Every day in August and September fish and game workers check a trap in Redfish Lake Creek, hoping to find sockeye salmon. On days when the trap does yield sockeye, workers load them into a truck which lands at the Eagle Hatchery.
Managers mark each fish.. take a DNA sample.. and inject antibiotics in a complex system of recovery that started in the late nineties. From 1991 to 1998, only sixteen sockeye survived the nine hundred mile journey from the Pacific Ocean to their birthplace in the Stanley Basin, including "Lonesome Larry" whose sperm was cryogenically preserved then spread among sockeye that were captured on their way downstream to the pacific ocean and raised in captivity in eagle.
Dan baker/eagle fish hatchery manager: "And as those smolts started to mature, we were able to take eggs from them and select eggs for the next generation and rear in captivity here at the hatchery."
"Basically sockeye are on life support. It's a totally managed program," says Kevin Lewis who is the executive director of Idaho Rivers United. While the captive breeding program has saved snake river sockeye from extinction, he says the species remains on the brink. "We're so far from recovery it's not even close"
Fish and game managers predict around 105 sockeye will make it to Stanley this year. They say ocean warming is causing several species to decline, but most of *this year's sockeye run died after managers released them into Redfish Lake. The lake's low alkaline water didn't match the high alkaline water in the Springfield hatchery where they were raised.

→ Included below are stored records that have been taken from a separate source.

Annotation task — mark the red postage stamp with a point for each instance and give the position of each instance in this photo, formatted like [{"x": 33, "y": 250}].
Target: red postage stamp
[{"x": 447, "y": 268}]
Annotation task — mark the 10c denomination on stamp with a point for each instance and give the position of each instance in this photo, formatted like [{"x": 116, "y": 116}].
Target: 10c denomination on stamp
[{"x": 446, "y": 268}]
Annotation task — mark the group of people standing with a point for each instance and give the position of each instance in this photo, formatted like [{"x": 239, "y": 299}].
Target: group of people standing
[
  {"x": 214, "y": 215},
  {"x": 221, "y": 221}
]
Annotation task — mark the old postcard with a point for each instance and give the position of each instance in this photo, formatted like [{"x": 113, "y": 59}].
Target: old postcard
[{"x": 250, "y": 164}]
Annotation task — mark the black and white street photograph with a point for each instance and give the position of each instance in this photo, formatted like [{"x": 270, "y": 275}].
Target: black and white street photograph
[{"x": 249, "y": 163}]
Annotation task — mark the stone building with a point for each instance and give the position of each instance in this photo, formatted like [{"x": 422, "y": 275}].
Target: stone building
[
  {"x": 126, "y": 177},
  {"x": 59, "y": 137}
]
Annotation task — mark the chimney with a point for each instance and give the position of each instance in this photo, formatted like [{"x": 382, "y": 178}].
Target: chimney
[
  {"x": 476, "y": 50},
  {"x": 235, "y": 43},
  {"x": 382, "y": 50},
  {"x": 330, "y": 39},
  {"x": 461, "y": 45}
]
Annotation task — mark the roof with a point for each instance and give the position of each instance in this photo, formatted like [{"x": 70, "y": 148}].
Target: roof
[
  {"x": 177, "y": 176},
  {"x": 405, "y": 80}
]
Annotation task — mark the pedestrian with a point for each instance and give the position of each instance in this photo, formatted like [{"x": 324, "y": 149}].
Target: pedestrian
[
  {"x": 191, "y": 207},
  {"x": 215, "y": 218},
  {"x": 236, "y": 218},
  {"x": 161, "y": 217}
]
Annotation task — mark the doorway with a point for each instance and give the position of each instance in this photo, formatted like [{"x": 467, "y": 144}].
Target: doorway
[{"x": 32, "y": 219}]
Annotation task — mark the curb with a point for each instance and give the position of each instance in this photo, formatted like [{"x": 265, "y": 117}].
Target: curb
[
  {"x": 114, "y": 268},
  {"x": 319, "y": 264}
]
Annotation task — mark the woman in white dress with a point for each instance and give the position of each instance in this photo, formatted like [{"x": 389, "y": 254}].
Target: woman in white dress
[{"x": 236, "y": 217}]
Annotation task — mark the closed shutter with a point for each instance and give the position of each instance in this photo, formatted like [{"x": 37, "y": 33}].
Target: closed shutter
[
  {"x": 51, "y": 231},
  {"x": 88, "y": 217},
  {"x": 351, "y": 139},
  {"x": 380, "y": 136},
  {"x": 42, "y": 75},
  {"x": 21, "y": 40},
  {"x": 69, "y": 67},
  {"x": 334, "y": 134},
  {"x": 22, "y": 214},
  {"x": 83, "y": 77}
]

The 13-million dollar Springfield hatchery was built with money provided by the bonneville power administration as part of the Columbia fish accords.
Idaho, Washington and most of the Columbia Basin tribes agreed not to sue or advocate for removal of dams in exchange for millions of dollars for fish recovery. The sockeye recovery program alone costs four million dollars every year.
"We have spent somewhere north of 15 billion dollars trying to recover salmon over the last twenty years. We haven't moved the needle at all towards recovery," said Lewis. "Clearly what we've been doing hasn't worked. We need to do something different."
Lewis admits that ocean warming is a part of the short term problem, but iru and other fish advocates say salmon could tolerate cyclical conditions if most of them weren't killed on the way downstream through the four dams on the lower Snake River.
Baker says he's confident the captive breeding program will work "As we build it up to a million smolts per year we could see between four and five thousand adults come back from those releases." That's still a drop in the bucket compared to the hundreds of thousands of sockeye that once returned to Idaho lakes including Payette and Redfish Lake, named for the fish that turn red when preparing to spawn.
Lewis says breeching four dams on the Lower Snake River is the only way to achieve true recovery for this generation "They announced awhile back 'yeah we think we can restore these species in a hundred years.' well we don't have a hundred years. I'm not willing to wait a hundred years. We need to do something different now."
Idaho sockeye are one of four anadromous fish species protected under the endangered species act. This time of year many steelhead anglers are usually gearing up for the fall season, but this year's steelhead return is now projected to be the lowest in at least forty years, prompting fish and game to reduce the daily bag limit to one fish per angler.